当院は五九六床の病院であるが、常食を摂取できる患者は約二五%にすぎず、三〇%未満がきざみ食を含めた軟菜食である。経管栄養はなんと四五%に達している。当院でも胃ろう、腸ろう、経皮経食道胃ろう、経鼻胃チューブによる投与法が行われているが、ペグによるものが最も多く七五%、約二〇〇名で、胃チューブそのほかは二五%である。病棟別にみると、重症度が高い医療病棟で七二%前後と最も多く、介護病棟で三七%、回復期病棟では二九%であった。

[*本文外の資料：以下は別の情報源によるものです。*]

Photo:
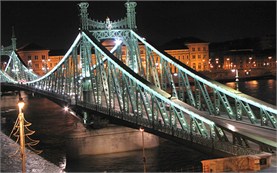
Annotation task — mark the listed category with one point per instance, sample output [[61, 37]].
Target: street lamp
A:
[[22, 134], [143, 153], [237, 77]]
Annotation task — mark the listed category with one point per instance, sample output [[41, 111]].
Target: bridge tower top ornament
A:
[[128, 22]]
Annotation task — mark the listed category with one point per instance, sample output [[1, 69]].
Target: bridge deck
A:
[[257, 134]]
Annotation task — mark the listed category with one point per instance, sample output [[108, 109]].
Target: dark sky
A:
[[55, 24]]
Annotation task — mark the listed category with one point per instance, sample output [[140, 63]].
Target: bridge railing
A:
[[211, 143]]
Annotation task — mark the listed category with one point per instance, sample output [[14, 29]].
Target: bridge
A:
[[132, 84]]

ペグの作成は他病院にお願いしているので、当院では適応までのICだけをとれば良く、費用面でも持ち出しがなく助かっている。ペグは作成時期と作成病院の違いによってバルーン型、バンパー型が混在しているが、それぞれにタイプによって特徴と欠点がある。たとえばバルーンでは注入水が少なくなると脱落しやすくなる。そのほか、自己抜去も多い。脱落に伴う入れ替え事故をはじめ、スキンケアは清拭やガーゼ不用といっても何かと問題は少なくない。肉芽の焼灼も硝酸銀棒が入手困難で苦労している。逆流性食道炎や嚥下性肺炎などの問題もある。入れ替えを安全確実に行うには内視鏡を併用するかレントゲン撮影がよいがベッドサイドで行うと意外に難しい。空気や注入水の音を聴診器で聞くのは不確実で、腹腔内に入っても識別困難である。ペグ交換は一ないし三ヶ月とされている。理想的には内視鏡による方法がよかろうと思うが二〇〇名もいれば現実的ではない。腹腔内に誤挿入するよりは、まずは一晩待ってなれたスタッフに任せるのが安全である。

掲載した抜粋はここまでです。